That being said, there is a lot to be learned from the Sheriff.

Let me say, it is my belief, that most people who commit a violent crime would do just about anything to take back that 15 minutes where they lost their temper or made a very bad decision.
I am not talking about serial killers or whackos. I am talking about the average joe who is 40 or 50 years old,and goes to work everyday. His life goes south after a divorce or another of life's missteps he can't handle. He begins to drink or starts doing drugs and his since of right and wrong jumps out the window.

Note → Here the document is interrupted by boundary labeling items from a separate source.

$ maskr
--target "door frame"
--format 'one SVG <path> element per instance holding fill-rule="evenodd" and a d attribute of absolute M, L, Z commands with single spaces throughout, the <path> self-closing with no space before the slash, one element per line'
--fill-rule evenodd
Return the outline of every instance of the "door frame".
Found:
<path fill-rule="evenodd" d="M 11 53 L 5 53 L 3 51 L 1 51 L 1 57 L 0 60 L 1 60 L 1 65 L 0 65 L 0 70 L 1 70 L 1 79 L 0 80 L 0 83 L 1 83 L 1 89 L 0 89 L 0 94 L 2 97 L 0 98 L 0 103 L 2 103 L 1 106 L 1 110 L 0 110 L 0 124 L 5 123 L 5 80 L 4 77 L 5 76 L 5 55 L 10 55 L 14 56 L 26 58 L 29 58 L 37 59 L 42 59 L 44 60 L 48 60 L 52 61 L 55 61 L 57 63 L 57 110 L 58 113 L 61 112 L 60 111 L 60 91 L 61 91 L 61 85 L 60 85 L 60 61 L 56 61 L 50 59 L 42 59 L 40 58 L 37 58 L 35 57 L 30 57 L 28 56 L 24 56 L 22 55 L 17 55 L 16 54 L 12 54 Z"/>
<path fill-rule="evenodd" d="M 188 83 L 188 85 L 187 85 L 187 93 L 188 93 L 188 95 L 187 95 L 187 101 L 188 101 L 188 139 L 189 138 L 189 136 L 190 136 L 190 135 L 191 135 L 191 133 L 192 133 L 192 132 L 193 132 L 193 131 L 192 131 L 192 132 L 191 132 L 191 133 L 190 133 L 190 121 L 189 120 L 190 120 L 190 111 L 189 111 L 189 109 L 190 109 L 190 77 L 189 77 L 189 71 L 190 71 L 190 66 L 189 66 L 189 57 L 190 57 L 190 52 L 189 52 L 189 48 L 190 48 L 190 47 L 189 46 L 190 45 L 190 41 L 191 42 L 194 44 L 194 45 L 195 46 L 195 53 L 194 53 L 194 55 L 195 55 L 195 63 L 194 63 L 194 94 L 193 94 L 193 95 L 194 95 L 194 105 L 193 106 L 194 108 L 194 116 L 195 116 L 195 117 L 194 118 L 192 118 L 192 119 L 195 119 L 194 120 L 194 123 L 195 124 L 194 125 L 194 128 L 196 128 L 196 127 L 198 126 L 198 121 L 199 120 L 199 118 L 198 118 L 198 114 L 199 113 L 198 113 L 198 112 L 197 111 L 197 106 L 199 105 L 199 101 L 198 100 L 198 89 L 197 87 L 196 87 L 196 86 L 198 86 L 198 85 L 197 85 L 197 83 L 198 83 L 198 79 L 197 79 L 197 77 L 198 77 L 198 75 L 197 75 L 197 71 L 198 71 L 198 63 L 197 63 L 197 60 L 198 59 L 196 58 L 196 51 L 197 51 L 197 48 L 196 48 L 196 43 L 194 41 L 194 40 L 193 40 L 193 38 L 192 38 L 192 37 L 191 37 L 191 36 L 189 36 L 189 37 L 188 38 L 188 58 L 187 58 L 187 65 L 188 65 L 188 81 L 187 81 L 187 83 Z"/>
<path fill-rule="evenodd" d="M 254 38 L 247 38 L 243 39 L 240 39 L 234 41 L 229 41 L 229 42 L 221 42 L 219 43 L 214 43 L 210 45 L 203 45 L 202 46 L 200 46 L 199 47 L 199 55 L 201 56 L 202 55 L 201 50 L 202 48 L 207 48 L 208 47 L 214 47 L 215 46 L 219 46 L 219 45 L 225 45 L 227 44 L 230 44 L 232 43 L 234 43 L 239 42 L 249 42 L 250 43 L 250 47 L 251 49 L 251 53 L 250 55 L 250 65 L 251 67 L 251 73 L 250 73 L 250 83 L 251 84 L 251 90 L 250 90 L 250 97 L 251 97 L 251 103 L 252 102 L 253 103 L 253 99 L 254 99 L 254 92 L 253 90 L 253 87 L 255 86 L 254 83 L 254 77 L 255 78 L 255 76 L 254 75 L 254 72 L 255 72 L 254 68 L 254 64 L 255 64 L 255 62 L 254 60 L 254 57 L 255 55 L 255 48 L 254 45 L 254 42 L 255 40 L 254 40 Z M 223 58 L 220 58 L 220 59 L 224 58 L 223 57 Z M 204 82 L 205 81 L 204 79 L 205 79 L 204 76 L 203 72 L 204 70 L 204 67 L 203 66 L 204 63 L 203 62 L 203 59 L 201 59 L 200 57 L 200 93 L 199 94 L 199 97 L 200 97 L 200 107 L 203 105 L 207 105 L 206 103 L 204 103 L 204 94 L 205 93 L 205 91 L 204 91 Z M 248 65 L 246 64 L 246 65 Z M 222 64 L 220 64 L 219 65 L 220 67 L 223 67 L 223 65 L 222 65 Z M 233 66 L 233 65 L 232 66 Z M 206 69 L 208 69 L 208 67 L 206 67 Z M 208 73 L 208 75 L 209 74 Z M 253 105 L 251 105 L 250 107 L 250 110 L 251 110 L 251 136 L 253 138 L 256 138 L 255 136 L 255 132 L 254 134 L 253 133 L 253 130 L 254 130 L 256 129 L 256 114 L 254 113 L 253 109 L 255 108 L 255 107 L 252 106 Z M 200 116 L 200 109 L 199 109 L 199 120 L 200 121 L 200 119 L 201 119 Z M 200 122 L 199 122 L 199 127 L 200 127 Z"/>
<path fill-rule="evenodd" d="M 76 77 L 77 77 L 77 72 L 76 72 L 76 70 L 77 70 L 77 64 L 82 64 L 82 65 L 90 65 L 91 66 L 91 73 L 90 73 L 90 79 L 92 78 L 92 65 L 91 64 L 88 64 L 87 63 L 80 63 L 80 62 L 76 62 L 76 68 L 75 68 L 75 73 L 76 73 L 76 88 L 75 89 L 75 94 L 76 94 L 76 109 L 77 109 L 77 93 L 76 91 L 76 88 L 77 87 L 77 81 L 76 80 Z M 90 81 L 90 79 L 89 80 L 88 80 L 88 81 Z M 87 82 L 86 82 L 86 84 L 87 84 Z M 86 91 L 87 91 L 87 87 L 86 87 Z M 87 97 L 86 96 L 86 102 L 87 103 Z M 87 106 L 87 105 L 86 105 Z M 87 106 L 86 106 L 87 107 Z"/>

Then there is the other type of criminal who believes the world owes him something. He breaks into cars to steal computers and stuff he is too lazy to earn because he wants drugs or whatever and he doesn't care how hard you worked for anything. How dare you drive a new car, live in a nice house with the lawn mowed and eat three meals a day while he was beaten and battered by a drunk uncaring father and a mother too scared to make a move. I am NOT defending this scenario.  I firmly believe some people are what they are because of the way they were raised and others are the way they are in spite of the way they were raised.

But, I am not telling you what I learned. So here is some of it.
Always treat the criminal with respect. It goes much easier when you want to talk to them to find out what actually happened. They will open up more to the guy who lets them smoke a cigarette and have a coke than the guy who pushes them around and treats them like scum.

The faster you can get a suspect isolated and get him to talk, the more likely you are to get the true story. The longer they sit alone or with someone else involved in the crime, the more time they have to think about what they can say to justify what they did and make it seem not as bad as it is.

One man I met should have been protected by the Castle Law. The law says if you are in your home and someone comes in to harm you, you can shoot them and not be charged with a crime.
In this case, the intruders came in, harassed the home owner.  He had a gun on is coffee table.
Dumb, it think. Anyway, the situation was defused and the guys left but the homeowner was so angry he followed them out and got into a scuffle with one of the men. Subsequently, someone was shot and now the man is charged with murder.

Another man shot a guy in the eye because he "didn't respect" a pick-up truck he borrowed several years before and since then the man let it fester and fester until when the guy came to his house he shot and killed him.

Anyway, we didn't have much to do the night I rode with the Sheriff. We helped a motorist who was stranded on the highway and patrolled. I heard lots of war stories and how people make a bad situation worse by lying and saying things that just could not have happened.
I plan on incorporating these stories into my next novel.

Any law officer who reads this will probably think I am being simplistic or off the mark, but comments are always welcome and discussions are good for the soul.


  1. Sounds like some incredible research. I'm glad I don't need to delve that deep into real-world horrors. Not with this book, anyway.

  2. Interesting indeed. That's an excellent resource for writers everywhere.

    I used to work with a guy whose wife is a cop. He relayed a lot of the stories she told him to me. I can handle working with normal people, but I don't think I would ever be able to handle working every day with the types of people they work with.